I'm trying to decipher why I have been so unmotivated to paint as of late. Is it this house and its lack of my very own studio space that depresses me? Is it that I can't get as many hours of uninterrupted work time in as I'd like? Am I suffering from artist's block? Maybe all three. I dunno. I managed to scrape a couple small drawings out this week but I'd really like to feel like jumping back into my big painting, the one I hope to make into a triptych of sorts. I look at it and I think, "Meh." Maybe it's just not the right time for me to be working on that. Maybe my subconscious is keeping me away from it for the moment because my heart's just not in it right now.

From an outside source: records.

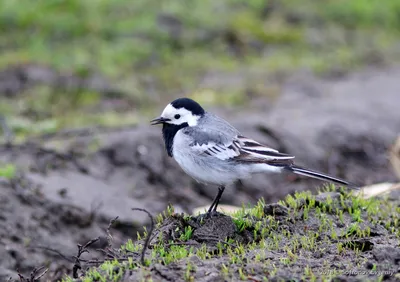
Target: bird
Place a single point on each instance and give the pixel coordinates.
(212, 151)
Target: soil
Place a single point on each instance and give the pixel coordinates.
(68, 188)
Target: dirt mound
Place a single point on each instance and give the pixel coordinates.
(69, 187)
(330, 236)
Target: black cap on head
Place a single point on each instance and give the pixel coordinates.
(189, 105)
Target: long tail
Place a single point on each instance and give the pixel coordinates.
(320, 176)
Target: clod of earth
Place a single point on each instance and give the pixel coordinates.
(334, 235)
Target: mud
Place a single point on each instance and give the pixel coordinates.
(346, 256)
(69, 188)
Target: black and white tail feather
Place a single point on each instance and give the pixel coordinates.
(247, 150)
(286, 161)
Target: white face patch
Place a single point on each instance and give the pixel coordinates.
(179, 116)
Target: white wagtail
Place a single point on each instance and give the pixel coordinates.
(212, 151)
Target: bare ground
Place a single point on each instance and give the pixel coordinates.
(68, 189)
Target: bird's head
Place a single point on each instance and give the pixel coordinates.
(180, 112)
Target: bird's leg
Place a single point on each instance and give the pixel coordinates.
(214, 205)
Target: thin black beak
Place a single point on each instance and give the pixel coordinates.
(159, 120)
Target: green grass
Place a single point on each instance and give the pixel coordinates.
(151, 50)
(287, 246)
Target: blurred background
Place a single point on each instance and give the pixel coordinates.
(79, 81)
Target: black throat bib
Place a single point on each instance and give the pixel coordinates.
(169, 132)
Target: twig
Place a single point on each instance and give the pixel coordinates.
(109, 236)
(146, 242)
(52, 250)
(34, 275)
(81, 250)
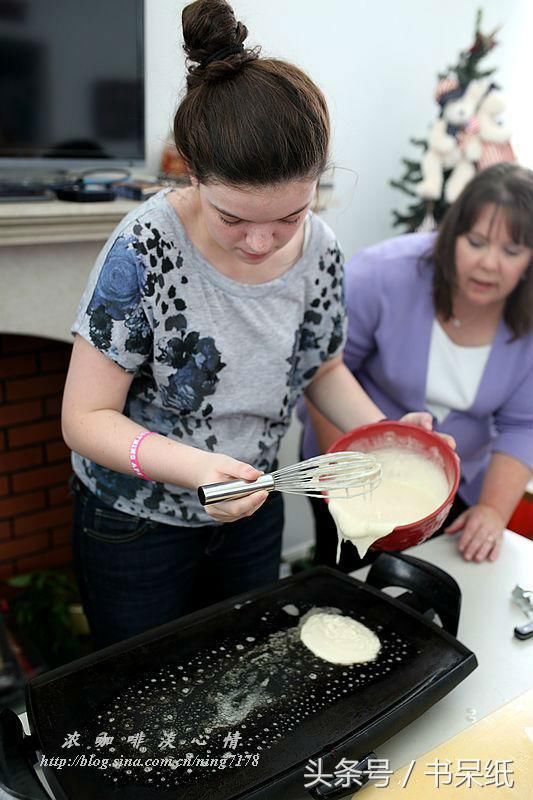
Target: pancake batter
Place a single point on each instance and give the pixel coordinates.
(339, 639)
(412, 487)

I've finally started my twisted kids' book, "The Care and Feeding of Zombies". Not sure exactly how many pages I'm going to make it, but it's a fun little project. Probably will have to self-publish. It's going to be a LITTLE bit gory. I think I'm aiming for the 10-13 year old set. My tiger book (not horror) is still in limbo until I recover the text, which was misplaced when my computer was re-whatevered by my hubby last year. It's out there somewhere on the server, we just aren't sure where. And I DO have a friend's book which I need to illustrate as well. It's not for lack of projects...it's lack of momentum. I have to find my motivation this weekend somehow and get pounding out these projects.